2018-12-07 09:51

Aarberger lehnen strengeres Einbürgerungsreglement ab

Aarberg

Viel Applaus, klare Voten: Die Gemeindeversammlung lehnte das verschärfte Einbürgerungsreglement ab. Dieses sah Deutschkenntnisse auf Maturitätsniveau vor.

In Aarberg wurde das verschärfte Einbürgerungsreglement abgelehnt.

In Aarberg wurde das verschärfte Einbürgerungsreglement abgelehnt.

  • Simone Lippuner

    Simone Lippuner

244 Stimmberechtigte sassen am gestrigen Samichlaustag in der Aarfit-Halle Aarberg. Ein Grossteil von ihnen klatschte bei Traktandum Nummer 5 immer wieder in die Hände: Es ging um die Verschärfung des Einbürgerungsreglements. Wer klatschte, wollte von strengeren Regeln nichts wissen.

Konkret sah die Gemeinde vor, die Sprachkompetenzen für Einbürgerungswillige zu verschärfen. Damit versuchte Aarberg einen Ermessensspielraum zu nutzen, der ein seit 2018 in Kraft getretenes Gesetz ermöglicht: Die Gemeinden dürfen strenger sein als der Kanton. Wer in Aarberg eingebürgert werden will, sollte schriftlich neu über Stufe B1, mündlich über ein B2 verfügen – dies entspricht Maturitätsniveau. Und damit wäre Aarberg ein Niveau höher gelegen als der Kanton.

«Die Sprache ist der Schlüssel zu einer erfolgreichen Integration und somit Grundlage für die Einbürgerung», argumentierte Gemeinderat Marc Moser (SVP). Er wisse sehr wohl, dass dieses Geschäft eine «gewisse Brisanz» beinhalte – «doch wir müssen das Ganze emotionslos betrachten». Wer Aarberger Bürger werden wolle, solle sich am politischen Geschehen beteiligen, was beinhalte, Medienberichte zu verfolgen oder das Abstimmungsbüchlein lesen zu können. «Maturitätsniveau tönt nach einer unüberwindbaren Hürde.
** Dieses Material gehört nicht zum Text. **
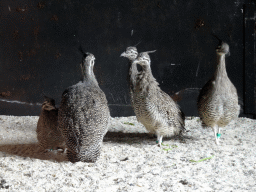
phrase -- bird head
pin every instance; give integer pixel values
(222, 48)
(131, 53)
(143, 59)
(89, 59)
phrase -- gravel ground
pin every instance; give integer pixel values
(131, 161)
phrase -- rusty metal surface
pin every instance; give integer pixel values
(39, 43)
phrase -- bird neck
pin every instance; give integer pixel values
(89, 77)
(221, 67)
(147, 69)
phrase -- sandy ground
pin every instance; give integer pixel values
(131, 161)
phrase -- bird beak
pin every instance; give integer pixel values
(123, 54)
(135, 61)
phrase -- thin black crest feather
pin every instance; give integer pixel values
(150, 51)
(220, 41)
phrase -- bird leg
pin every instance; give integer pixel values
(159, 140)
(216, 134)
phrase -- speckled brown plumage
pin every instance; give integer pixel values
(218, 101)
(84, 116)
(48, 134)
(154, 108)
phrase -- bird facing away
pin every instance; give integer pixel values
(48, 134)
(84, 116)
(218, 101)
(131, 53)
(154, 108)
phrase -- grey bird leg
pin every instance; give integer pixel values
(215, 134)
(159, 140)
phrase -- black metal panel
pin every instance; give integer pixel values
(39, 43)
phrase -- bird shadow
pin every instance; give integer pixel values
(32, 151)
(120, 137)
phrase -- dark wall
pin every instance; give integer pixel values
(39, 43)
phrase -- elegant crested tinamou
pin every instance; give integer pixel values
(218, 101)
(84, 116)
(155, 109)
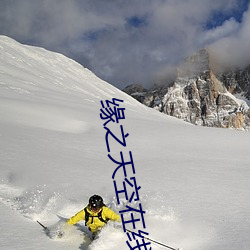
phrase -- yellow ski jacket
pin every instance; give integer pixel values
(94, 223)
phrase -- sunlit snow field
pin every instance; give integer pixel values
(195, 181)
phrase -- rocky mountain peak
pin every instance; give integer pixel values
(200, 96)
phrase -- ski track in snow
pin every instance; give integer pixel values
(40, 204)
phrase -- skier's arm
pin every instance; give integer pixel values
(77, 217)
(110, 214)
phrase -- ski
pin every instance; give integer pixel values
(44, 227)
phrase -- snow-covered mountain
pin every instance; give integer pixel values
(200, 96)
(194, 180)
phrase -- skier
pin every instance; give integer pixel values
(95, 214)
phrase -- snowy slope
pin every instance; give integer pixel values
(195, 181)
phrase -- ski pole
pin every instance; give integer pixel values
(157, 242)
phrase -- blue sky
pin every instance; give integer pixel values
(131, 41)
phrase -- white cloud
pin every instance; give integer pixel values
(97, 32)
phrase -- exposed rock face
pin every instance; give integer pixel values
(199, 97)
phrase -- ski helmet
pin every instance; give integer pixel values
(95, 202)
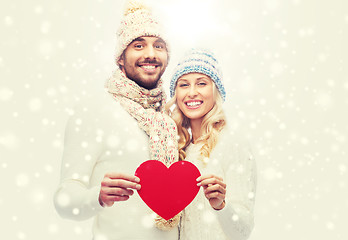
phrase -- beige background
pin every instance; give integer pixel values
(285, 68)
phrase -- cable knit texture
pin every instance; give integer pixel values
(101, 137)
(235, 164)
(146, 107)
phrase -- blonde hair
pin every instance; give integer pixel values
(213, 122)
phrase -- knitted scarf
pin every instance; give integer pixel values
(147, 107)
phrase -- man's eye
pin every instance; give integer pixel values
(160, 46)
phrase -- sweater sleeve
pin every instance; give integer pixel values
(237, 218)
(75, 199)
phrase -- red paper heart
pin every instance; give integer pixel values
(167, 191)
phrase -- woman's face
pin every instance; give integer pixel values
(194, 95)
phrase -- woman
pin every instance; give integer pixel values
(224, 209)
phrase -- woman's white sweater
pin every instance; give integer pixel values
(234, 163)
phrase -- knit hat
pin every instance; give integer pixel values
(199, 61)
(137, 21)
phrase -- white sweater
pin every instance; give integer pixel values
(102, 137)
(235, 164)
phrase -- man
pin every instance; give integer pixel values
(107, 139)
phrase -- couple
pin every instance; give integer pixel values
(106, 140)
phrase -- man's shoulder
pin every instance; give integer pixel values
(101, 109)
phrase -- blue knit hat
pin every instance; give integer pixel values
(199, 61)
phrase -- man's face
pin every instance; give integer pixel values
(144, 61)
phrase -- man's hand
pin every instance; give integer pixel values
(117, 187)
(214, 190)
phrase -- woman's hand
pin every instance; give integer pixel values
(117, 187)
(214, 190)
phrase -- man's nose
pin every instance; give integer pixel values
(149, 52)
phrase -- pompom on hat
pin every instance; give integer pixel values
(199, 61)
(137, 21)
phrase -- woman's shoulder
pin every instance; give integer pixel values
(232, 145)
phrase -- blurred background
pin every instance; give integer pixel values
(285, 67)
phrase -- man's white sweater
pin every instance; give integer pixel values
(102, 137)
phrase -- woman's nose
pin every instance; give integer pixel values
(192, 91)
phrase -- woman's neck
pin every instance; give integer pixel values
(196, 125)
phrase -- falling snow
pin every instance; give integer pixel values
(284, 67)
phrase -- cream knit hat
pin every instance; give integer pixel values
(137, 21)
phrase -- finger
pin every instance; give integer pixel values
(215, 195)
(201, 178)
(215, 188)
(117, 191)
(212, 181)
(120, 183)
(128, 177)
(116, 198)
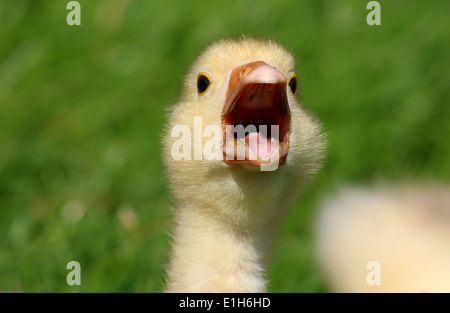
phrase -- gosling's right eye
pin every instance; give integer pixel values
(203, 83)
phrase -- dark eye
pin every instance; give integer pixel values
(203, 83)
(293, 83)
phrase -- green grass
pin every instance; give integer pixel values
(82, 108)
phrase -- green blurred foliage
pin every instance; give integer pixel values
(82, 108)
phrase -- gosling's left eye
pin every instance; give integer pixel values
(203, 83)
(293, 83)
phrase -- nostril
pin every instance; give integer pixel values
(245, 71)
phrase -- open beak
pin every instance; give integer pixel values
(256, 116)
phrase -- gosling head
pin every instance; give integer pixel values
(239, 104)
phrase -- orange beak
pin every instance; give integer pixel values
(257, 102)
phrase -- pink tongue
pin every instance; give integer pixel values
(259, 144)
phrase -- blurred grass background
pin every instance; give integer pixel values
(82, 108)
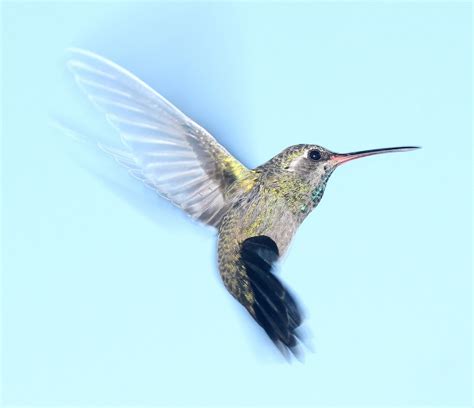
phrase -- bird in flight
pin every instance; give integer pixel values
(256, 212)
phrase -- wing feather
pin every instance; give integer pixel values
(161, 146)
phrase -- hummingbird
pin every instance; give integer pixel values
(256, 212)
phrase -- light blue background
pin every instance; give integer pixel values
(111, 296)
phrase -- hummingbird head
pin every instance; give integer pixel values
(314, 164)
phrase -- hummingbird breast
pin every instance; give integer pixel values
(272, 209)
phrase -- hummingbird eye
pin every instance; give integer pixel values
(314, 155)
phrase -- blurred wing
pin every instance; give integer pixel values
(271, 305)
(162, 146)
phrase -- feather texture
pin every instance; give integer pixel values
(162, 147)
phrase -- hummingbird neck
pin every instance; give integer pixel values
(316, 194)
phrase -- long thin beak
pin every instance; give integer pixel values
(340, 158)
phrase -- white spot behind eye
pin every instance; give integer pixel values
(295, 163)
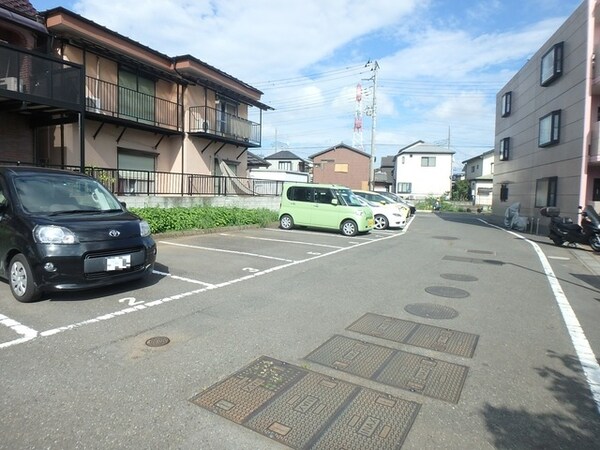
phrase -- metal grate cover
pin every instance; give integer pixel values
(416, 373)
(303, 409)
(413, 333)
(431, 311)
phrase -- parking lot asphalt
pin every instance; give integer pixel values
(453, 333)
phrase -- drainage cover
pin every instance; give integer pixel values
(458, 277)
(473, 260)
(157, 341)
(481, 252)
(409, 371)
(447, 291)
(431, 311)
(417, 334)
(304, 409)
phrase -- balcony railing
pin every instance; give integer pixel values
(142, 182)
(112, 100)
(30, 76)
(214, 122)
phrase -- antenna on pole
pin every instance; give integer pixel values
(372, 111)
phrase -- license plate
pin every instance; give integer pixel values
(118, 262)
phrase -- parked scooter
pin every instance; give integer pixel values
(562, 229)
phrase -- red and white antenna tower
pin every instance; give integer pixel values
(357, 136)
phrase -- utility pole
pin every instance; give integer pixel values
(372, 111)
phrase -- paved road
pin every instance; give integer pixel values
(450, 334)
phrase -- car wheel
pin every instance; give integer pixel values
(22, 284)
(286, 222)
(349, 228)
(595, 243)
(381, 222)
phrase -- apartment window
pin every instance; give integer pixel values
(136, 97)
(551, 67)
(404, 188)
(549, 129)
(545, 192)
(427, 161)
(504, 149)
(506, 104)
(503, 192)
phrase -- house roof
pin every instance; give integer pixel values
(481, 156)
(284, 154)
(424, 148)
(21, 12)
(340, 145)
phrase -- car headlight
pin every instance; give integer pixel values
(144, 228)
(51, 234)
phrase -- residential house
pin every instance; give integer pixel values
(548, 123)
(342, 164)
(423, 170)
(383, 178)
(132, 108)
(479, 172)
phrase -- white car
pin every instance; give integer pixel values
(386, 216)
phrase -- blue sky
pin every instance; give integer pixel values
(441, 62)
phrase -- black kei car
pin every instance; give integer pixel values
(62, 230)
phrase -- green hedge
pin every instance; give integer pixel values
(163, 220)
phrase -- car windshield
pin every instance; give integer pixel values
(347, 197)
(62, 194)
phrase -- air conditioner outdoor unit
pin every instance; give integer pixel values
(92, 104)
(9, 83)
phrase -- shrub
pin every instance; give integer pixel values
(162, 220)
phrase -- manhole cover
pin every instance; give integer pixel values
(481, 252)
(416, 334)
(157, 341)
(447, 291)
(431, 311)
(416, 373)
(458, 277)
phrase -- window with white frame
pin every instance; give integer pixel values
(285, 165)
(549, 129)
(427, 161)
(506, 104)
(504, 152)
(545, 192)
(551, 65)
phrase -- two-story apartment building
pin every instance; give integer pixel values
(423, 170)
(115, 103)
(548, 123)
(479, 172)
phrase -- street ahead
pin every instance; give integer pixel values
(449, 334)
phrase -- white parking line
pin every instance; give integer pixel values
(221, 250)
(27, 333)
(584, 351)
(286, 241)
(175, 277)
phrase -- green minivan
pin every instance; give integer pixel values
(327, 206)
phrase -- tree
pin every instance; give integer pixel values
(460, 190)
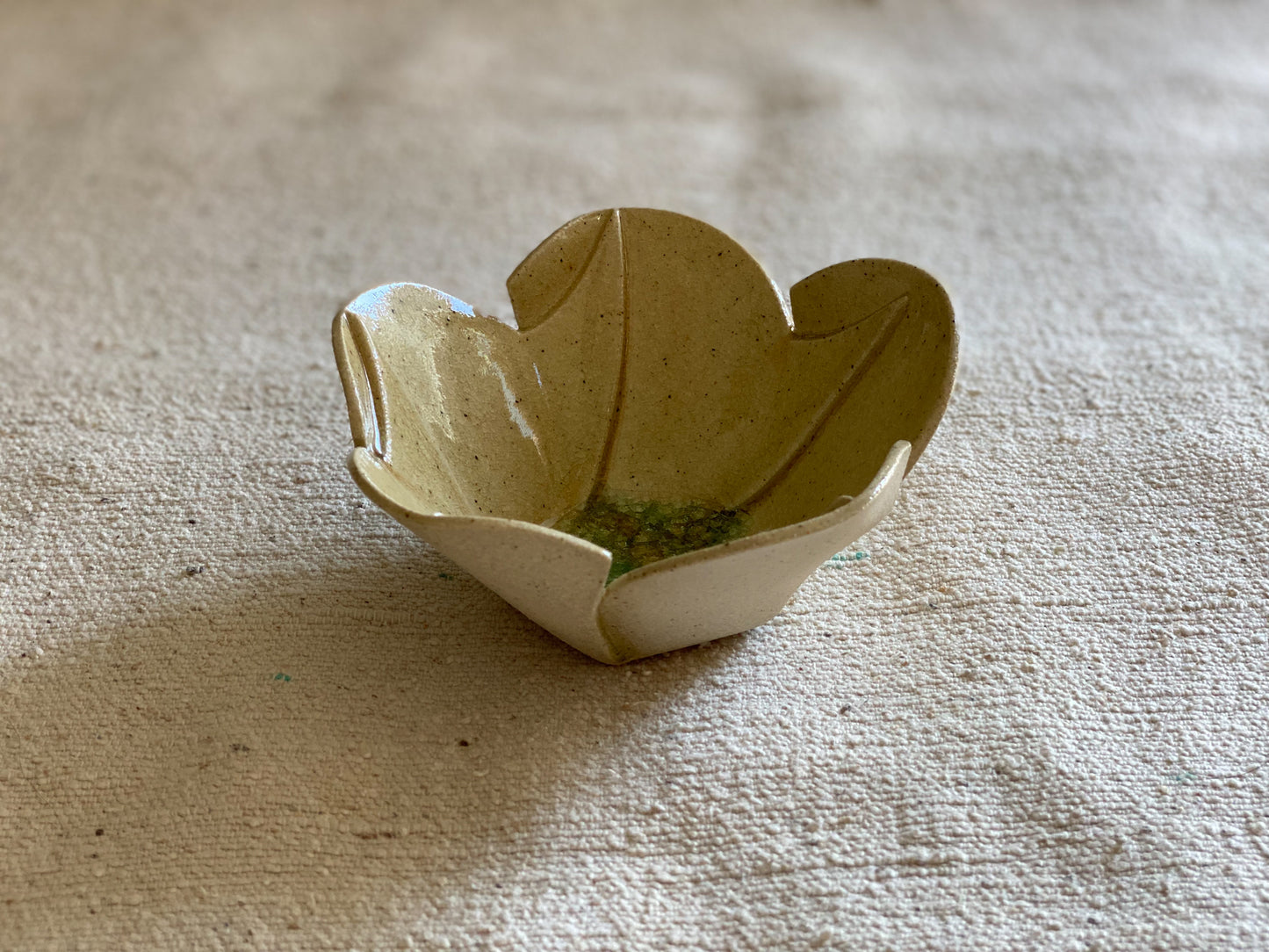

Doch wir halten die Anpassung für angebracht.»

Unfair und befremdlich

Mit dieser Meinung stand der Gemeinderat am Donnerstag auf verlorenem Posten. «Weshalb reicht das kantonale Niveau nicht, welche Botschaft will Aarberg mit der Verschärfung denn nach aussen senden?», fragte eine Votantin. «Der Kanton fordert faire Bedingungen, soll das hier fair sein?», fragte auch Renat Schwab, Präsident der FDP Aarberg. Das neue Reglement habe ihn enorm verärgert. «Würde hier eine Eintrittsprüfung in deutscher Sprache gemacht, mich würde interessieren, wie viele Personen in dieser Halle sitzen würden», so Schwab weiter. Gelächter.

Er habe recherchiert, sagt Renat Schwab, in 37 anderen Gemeinden im Kanton Bern, «und keine einzige kennt solch strenge Bestimmungen». Es sei bei weitem nicht nur die Sprache, die über eine gelungene Integration entscheiden würde. Hier hakten andere Anwesende ein: «Das sind unfaire Bedingungen, und wir sehen den Grund dafür nicht ein», sagte eine weitere Votantin. Und eine schweizerisch-deutsche Doppelbürgerin nannte die Anpassung «befremdlich».

Geschäft zurückgewiesen

Die FDP stelle einen Rückweisungsantrag. Mit dem Auftrag, den Bereich Sprache zu überarbeiten und den kantonalen Vorgaben anzupassen. Die Versammlung genehmigte diesen mit 122 zu 77 Stimmen.

Offen bleibt der Bereich Steuern, auch hier wollte Aarberg die Schraube anziehen, indem künftig nicht nur die definitive Steuerrechnung, sondern auch die provisorischen Akontorechnungen pünktlich bezahlt werden müssen. Der Gemeinderat muss auch hier nochmals über die Bücher.